Computer Software Experts Opine on Programming Error in Defective Ventilator System

Computer Software Expert WitnessThis case involves a now-recalled bedside device used to accommodate medical patients with respiratory disorders such as COPD. In this instance a ventilator of this type was being used to supply oxygen to a sleeping patient in an Alaskan hospital who depended on the device for respiration. One week after the device was purchased, it suddenly ceased functioning, but provided no alarm to indicate that anything had gone wrong. As a result, the patient suffocated before assistance could be rendered. It was alleged that the device’s software contained a fatal flaw that allowed the device to cease functioning without providing any kind of alarm.

Question(s) For Expert Witness

  • 1. Are you capable of reading the data stored on the memory card in question to determine whether or not a malfunction was recorded?

Expert Witness Response E-037773

I have examined this model ventilator in the past and know it comes with an SD card for ventilator data.
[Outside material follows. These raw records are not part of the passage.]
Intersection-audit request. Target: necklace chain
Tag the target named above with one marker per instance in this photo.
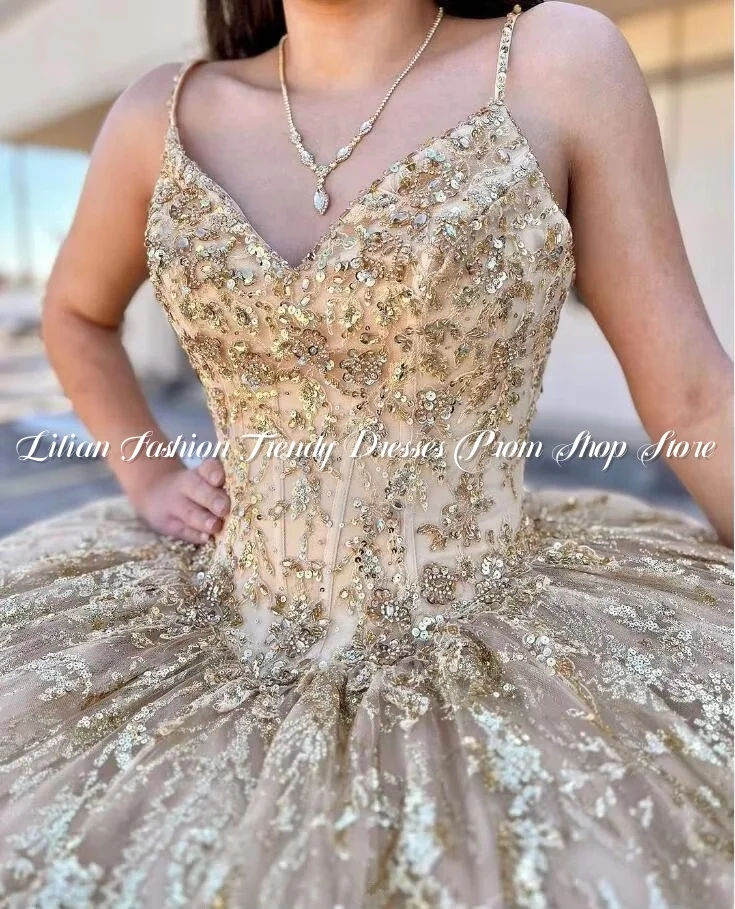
(322, 171)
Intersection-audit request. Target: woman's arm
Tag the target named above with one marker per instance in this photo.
(100, 266)
(632, 269)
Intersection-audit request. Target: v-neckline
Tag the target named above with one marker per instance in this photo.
(307, 260)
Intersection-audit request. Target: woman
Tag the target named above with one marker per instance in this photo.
(392, 680)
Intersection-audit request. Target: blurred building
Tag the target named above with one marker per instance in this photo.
(62, 63)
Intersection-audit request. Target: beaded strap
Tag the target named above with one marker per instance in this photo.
(173, 98)
(504, 53)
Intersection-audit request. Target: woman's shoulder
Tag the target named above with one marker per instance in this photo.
(575, 42)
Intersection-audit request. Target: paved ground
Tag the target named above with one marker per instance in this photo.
(30, 401)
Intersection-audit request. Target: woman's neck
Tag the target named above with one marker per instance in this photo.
(345, 45)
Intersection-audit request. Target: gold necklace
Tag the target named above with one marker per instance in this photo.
(322, 171)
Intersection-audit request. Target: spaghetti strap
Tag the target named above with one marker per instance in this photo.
(504, 53)
(173, 99)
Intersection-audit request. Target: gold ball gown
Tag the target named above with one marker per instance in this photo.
(389, 682)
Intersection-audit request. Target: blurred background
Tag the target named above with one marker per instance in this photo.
(63, 62)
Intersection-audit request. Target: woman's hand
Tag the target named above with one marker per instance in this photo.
(185, 504)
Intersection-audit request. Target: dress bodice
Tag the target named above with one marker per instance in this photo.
(422, 317)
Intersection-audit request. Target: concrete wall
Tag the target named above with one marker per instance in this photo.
(63, 61)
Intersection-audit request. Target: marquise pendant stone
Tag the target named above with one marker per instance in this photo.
(321, 199)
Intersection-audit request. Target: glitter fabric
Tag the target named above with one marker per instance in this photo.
(388, 682)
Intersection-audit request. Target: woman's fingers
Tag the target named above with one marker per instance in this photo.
(180, 530)
(196, 517)
(212, 471)
(203, 493)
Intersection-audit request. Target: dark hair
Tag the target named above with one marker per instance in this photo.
(245, 28)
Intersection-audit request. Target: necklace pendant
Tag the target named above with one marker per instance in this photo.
(321, 199)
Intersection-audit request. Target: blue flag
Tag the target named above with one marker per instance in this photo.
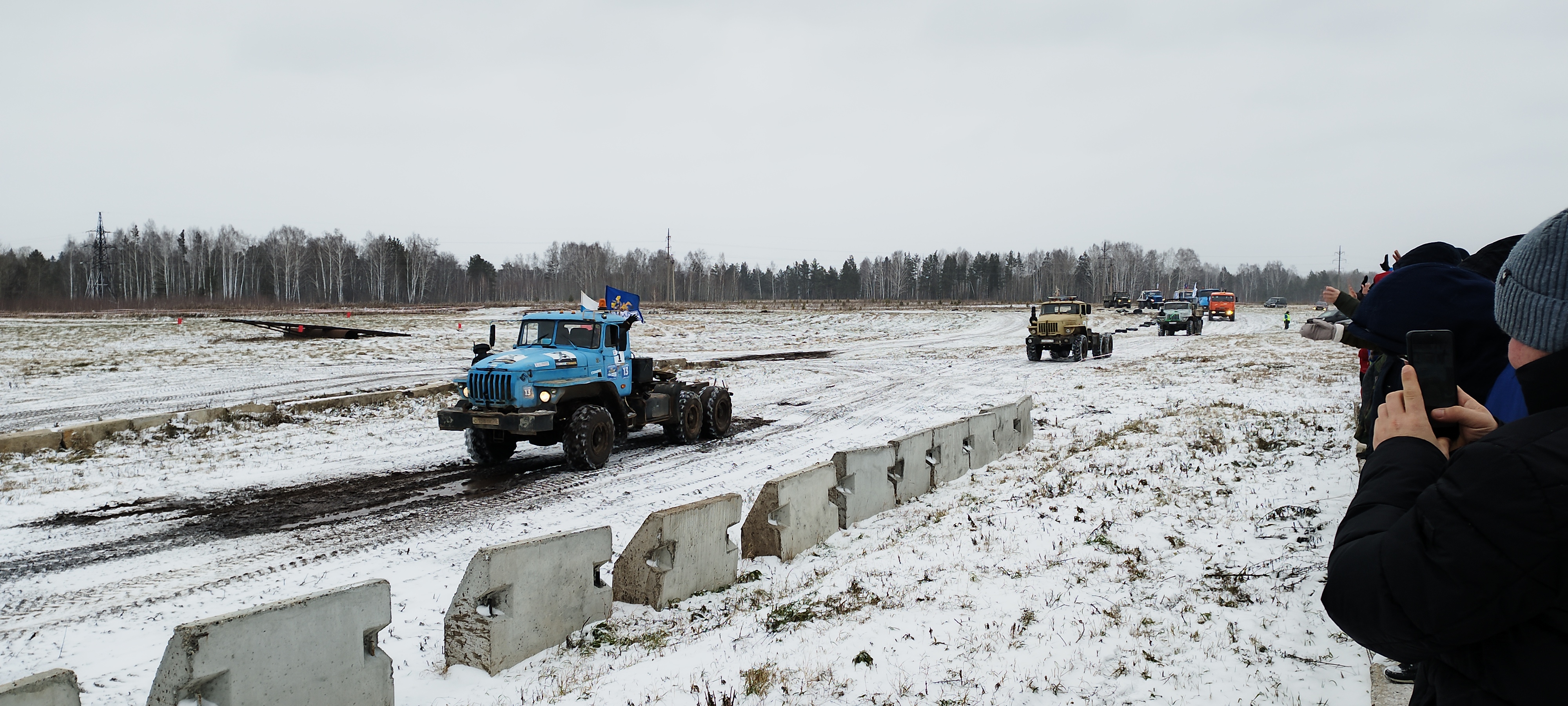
(625, 302)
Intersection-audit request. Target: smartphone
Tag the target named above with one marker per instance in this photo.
(1432, 355)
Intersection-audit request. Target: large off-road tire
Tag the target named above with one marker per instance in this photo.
(716, 413)
(686, 424)
(589, 439)
(487, 451)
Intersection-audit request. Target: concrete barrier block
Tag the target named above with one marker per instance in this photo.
(1026, 417)
(85, 435)
(912, 467)
(29, 442)
(526, 597)
(253, 409)
(54, 688)
(313, 650)
(865, 486)
(430, 390)
(670, 365)
(343, 401)
(1007, 434)
(949, 459)
(205, 417)
(793, 514)
(981, 445)
(137, 424)
(678, 553)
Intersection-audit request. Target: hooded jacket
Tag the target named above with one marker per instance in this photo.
(1437, 296)
(1462, 566)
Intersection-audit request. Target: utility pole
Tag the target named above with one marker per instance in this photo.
(98, 282)
(1111, 277)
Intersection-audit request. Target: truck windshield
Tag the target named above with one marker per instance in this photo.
(534, 333)
(576, 335)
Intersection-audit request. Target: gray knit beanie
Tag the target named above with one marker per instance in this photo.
(1533, 288)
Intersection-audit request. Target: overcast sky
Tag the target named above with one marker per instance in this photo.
(779, 131)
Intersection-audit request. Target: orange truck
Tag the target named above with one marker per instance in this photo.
(1222, 305)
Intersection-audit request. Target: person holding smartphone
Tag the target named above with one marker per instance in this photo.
(1454, 553)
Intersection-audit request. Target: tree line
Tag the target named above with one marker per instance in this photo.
(150, 266)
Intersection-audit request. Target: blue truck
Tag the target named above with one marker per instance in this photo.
(573, 380)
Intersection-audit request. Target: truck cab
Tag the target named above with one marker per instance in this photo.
(1061, 327)
(573, 380)
(1180, 316)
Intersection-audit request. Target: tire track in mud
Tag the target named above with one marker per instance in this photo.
(296, 528)
(247, 534)
(200, 396)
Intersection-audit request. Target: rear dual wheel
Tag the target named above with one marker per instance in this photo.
(716, 412)
(589, 439)
(686, 424)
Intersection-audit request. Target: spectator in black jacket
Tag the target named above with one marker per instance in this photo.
(1454, 553)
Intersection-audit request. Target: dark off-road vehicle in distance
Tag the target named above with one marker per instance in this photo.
(1061, 326)
(1180, 316)
(573, 380)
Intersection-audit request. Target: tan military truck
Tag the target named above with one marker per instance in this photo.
(1061, 326)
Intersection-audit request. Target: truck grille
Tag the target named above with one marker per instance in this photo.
(490, 388)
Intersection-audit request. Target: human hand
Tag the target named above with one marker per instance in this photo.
(1318, 330)
(1404, 413)
(1473, 420)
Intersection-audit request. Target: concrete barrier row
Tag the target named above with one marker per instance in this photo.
(90, 434)
(54, 688)
(793, 512)
(524, 597)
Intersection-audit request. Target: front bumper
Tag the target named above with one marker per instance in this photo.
(454, 420)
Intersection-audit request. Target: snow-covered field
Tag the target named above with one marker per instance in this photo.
(1163, 539)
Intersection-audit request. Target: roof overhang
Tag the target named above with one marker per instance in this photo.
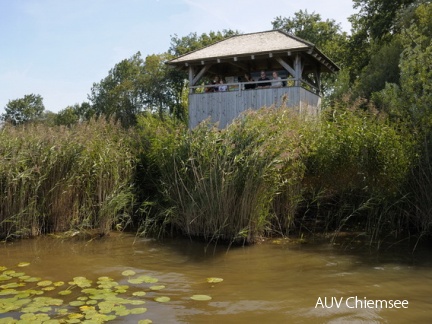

Given the relevant files and data, it is possible for me to determine whether an adverse event is recorded, and maybe even determine the cause of the incident that lead to the decedent’s death. I have a profound understanding of the operating principles of ventilators, having designed and developed these devices over the course of my career. My team, which includes experienced respiratory therapists, reverse engineers, and V&V engineers, conduct objective, 3rd party ventilator investigations, helping ventilator companies to perform independent studies on safety and performance. We possess adult and infant simulated lungs, calibrated flow sensors and other test equipment to perform these studies.